I have the opposite problem. The choke is stuck open. I can push it down and pull the throttle and feel it pushing the choke open slightly but when I let go it opens completely.

EverettB Fri Oct 03, 2003 2:32 pm

If it's stuck open, that is not a problem. Yes, you can still push it closed with your finger if it's open.

I think something else is wrong, maybe the balance tube came off that side? Or you have an intake leak on that side?

This brochure tells you how to balance the dual carbs and how they work, maybe it will help?
http://www.thesamba.com/vw/archives/manuals/t3dualcarbtuning/

I'd check your timing too, just in case your distributor is loose or your points are off.

nonetheless Fri Oct 03, 2003 2:34 pm

thanks everett :)

Bobnotch Fri Oct 03, 2003 6:28 pm

Sounds like a bad needle and seat to me. I had this problem on my son's car a few weeks ago, and the right carb kept dumping fuel after it stalled. I took the carb off and cleaned everything up good (thinking it ingested some dirt or something), and put it back together. Tried it again and it was still doing it. Pulled it apart, and found the needle sticking in the open position. I changed it out with another one, and put it back together, and its fine now. Just something to think about, not all rebuild kits are created equal. I hope this helps.

rubyred63t3 Sat Oct 04, 2003 2:08 pm

Just for grins, while your looking down the the throat of your carb, make sure that the dump tube is aligned properly and not running down the side, as that can give you some trouble too. Dont be afraid to rebuild them just keep all the parts, clean all the parts well and buy the better kit. Bobnotch couldn't be more right, " all kits are not created equal". Any popping on deceleration or otherwise?

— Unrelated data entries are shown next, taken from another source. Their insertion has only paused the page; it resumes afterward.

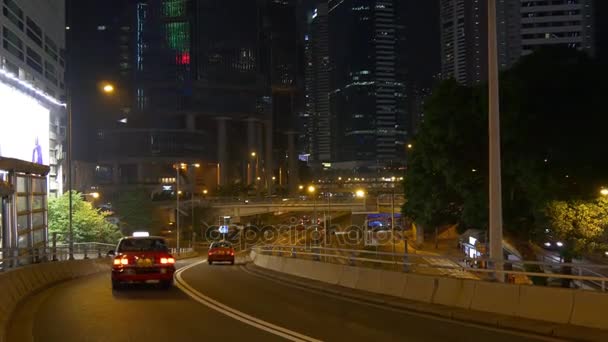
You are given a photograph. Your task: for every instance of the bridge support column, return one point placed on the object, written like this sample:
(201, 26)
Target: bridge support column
(293, 177)
(222, 149)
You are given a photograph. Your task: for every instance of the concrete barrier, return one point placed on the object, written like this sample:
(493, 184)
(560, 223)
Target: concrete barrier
(419, 288)
(454, 292)
(392, 283)
(275, 263)
(546, 304)
(369, 280)
(552, 305)
(18, 284)
(496, 297)
(589, 309)
(349, 277)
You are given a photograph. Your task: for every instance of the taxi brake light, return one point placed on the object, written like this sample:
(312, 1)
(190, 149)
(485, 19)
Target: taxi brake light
(167, 261)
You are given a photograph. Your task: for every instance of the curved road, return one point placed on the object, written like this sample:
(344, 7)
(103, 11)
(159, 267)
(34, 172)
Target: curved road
(224, 302)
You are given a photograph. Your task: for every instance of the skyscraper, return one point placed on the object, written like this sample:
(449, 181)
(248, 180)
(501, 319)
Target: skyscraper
(318, 124)
(464, 40)
(523, 26)
(559, 22)
(367, 93)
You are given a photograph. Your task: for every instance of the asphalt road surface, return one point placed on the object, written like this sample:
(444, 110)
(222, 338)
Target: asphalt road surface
(222, 303)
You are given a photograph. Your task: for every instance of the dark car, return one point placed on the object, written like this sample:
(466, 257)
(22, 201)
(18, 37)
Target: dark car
(142, 260)
(221, 252)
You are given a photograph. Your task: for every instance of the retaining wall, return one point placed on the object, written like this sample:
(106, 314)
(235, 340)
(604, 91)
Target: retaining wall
(556, 305)
(19, 283)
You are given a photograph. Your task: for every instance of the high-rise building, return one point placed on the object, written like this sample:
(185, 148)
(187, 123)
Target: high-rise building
(522, 27)
(367, 98)
(318, 125)
(32, 51)
(558, 22)
(464, 40)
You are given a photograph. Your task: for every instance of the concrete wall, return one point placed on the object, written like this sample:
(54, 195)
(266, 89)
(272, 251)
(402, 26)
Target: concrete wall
(17, 284)
(555, 305)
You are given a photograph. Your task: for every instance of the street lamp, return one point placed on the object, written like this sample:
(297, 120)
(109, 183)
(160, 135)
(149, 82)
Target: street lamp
(178, 192)
(495, 189)
(107, 89)
(311, 190)
(361, 194)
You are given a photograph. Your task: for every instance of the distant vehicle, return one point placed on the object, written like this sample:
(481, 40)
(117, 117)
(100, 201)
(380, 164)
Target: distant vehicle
(221, 251)
(142, 259)
(305, 220)
(550, 242)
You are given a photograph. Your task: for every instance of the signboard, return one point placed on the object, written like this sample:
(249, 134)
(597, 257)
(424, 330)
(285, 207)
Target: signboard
(24, 128)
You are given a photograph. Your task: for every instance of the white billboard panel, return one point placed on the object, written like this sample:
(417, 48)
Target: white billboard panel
(24, 127)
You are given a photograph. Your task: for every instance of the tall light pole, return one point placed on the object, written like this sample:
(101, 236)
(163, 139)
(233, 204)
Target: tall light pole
(311, 191)
(177, 166)
(106, 88)
(495, 195)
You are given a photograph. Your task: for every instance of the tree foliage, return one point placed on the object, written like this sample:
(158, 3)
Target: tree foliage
(552, 123)
(88, 224)
(581, 224)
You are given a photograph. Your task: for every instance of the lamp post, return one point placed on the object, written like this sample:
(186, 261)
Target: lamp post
(107, 88)
(495, 189)
(178, 192)
(311, 191)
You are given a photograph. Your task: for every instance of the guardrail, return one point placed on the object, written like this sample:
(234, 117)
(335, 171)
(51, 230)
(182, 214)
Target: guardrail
(416, 263)
(16, 257)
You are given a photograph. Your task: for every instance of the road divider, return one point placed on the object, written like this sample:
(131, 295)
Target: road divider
(236, 314)
(563, 308)
(18, 284)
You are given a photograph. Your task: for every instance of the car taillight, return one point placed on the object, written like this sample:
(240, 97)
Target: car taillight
(121, 261)
(165, 261)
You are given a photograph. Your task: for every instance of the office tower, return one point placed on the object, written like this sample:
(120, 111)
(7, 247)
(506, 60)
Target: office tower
(318, 123)
(367, 89)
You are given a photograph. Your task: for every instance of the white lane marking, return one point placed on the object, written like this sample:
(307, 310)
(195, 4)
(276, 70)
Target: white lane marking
(401, 310)
(235, 314)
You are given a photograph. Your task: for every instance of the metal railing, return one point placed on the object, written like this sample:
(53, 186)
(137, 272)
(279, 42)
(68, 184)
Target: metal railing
(426, 264)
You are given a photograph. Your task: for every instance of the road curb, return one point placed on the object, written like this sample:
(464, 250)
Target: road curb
(22, 283)
(481, 318)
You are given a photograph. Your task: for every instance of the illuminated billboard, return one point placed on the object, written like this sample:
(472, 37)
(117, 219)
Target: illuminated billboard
(24, 127)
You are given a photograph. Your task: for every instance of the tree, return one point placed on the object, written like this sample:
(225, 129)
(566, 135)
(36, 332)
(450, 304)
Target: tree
(88, 224)
(552, 121)
(136, 211)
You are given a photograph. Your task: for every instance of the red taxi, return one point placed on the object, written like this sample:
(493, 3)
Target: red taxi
(220, 252)
(142, 259)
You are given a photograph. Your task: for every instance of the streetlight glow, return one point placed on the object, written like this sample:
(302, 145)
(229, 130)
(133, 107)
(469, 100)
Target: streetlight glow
(108, 88)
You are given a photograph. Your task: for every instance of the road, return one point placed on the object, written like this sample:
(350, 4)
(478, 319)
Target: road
(225, 302)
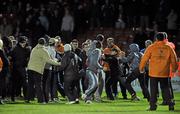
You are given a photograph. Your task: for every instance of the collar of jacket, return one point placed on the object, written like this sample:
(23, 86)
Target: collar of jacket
(40, 46)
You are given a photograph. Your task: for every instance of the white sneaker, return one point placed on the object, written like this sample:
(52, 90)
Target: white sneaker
(83, 96)
(88, 102)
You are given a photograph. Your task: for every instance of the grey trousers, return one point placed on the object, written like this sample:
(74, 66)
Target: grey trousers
(99, 90)
(93, 84)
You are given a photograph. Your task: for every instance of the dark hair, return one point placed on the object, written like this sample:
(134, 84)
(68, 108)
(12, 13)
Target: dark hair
(160, 36)
(98, 44)
(75, 40)
(100, 37)
(114, 49)
(42, 41)
(22, 39)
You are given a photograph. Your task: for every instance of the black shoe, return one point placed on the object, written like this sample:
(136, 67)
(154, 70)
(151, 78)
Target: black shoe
(152, 109)
(171, 108)
(125, 98)
(27, 101)
(1, 102)
(164, 103)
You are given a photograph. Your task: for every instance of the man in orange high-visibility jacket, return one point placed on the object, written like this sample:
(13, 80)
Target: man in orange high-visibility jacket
(160, 56)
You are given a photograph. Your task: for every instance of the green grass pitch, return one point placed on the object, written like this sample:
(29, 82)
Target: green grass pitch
(118, 106)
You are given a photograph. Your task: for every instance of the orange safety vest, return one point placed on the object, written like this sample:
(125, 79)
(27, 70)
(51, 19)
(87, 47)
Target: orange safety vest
(177, 73)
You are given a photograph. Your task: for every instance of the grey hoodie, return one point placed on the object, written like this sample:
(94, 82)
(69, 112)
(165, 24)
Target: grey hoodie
(94, 55)
(134, 56)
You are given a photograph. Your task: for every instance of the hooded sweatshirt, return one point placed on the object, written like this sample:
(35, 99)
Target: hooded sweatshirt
(93, 58)
(134, 57)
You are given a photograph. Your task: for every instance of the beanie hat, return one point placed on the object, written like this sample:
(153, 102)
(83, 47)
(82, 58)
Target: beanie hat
(52, 41)
(67, 47)
(42, 41)
(22, 39)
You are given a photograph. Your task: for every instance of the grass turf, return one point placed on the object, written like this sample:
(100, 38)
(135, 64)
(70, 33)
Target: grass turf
(118, 106)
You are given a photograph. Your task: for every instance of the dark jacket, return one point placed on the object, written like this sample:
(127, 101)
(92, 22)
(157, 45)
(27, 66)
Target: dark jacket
(5, 68)
(20, 56)
(134, 57)
(69, 65)
(115, 69)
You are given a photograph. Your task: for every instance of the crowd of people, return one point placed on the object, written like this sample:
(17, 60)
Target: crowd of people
(76, 73)
(68, 18)
(40, 56)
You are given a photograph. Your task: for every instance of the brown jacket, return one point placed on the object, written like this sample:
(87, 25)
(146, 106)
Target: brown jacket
(160, 56)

nonetheless Mon Oct 06, 2003 12:28 pm

Finally. It had something clogging the drivers side carb. It runs now. But now I think the timing is off. I understand how to adjust it but I cannot find the screw to loosen the distributer. Now, I have a 71 square with dual carbs so I don't know if the engine is from a different year or converted to carbs or what, but my bentley is useless.

It runs and idles fine but when I accelerate it sort of sputters and blows white smoke out the pipes. It will get me to work today but its not running right.

thanks all.

Bobnotch Mon Oct 06, 2003 4:30 pm

It should be a 10mm nut on the inside (toward the center of the engine) on the rear (near the shroud) IF it still has the type3 bracket. If it was changed then it should be on the front (front is front) side. Try to keep the total timing to just under 32 degrees. I hope this helps.

nonetheless Tue Oct 07, 2003 12:06 pm

Thanks Bobnotch, I found it. But now that I have the timing adjusted it still isn't running right. It seems like the 2 drivers side cylinders are firing but not as strong as the other side. It is giving me poor acceleration and little power. I'm goona go tinker some more. Any advice is appreciated.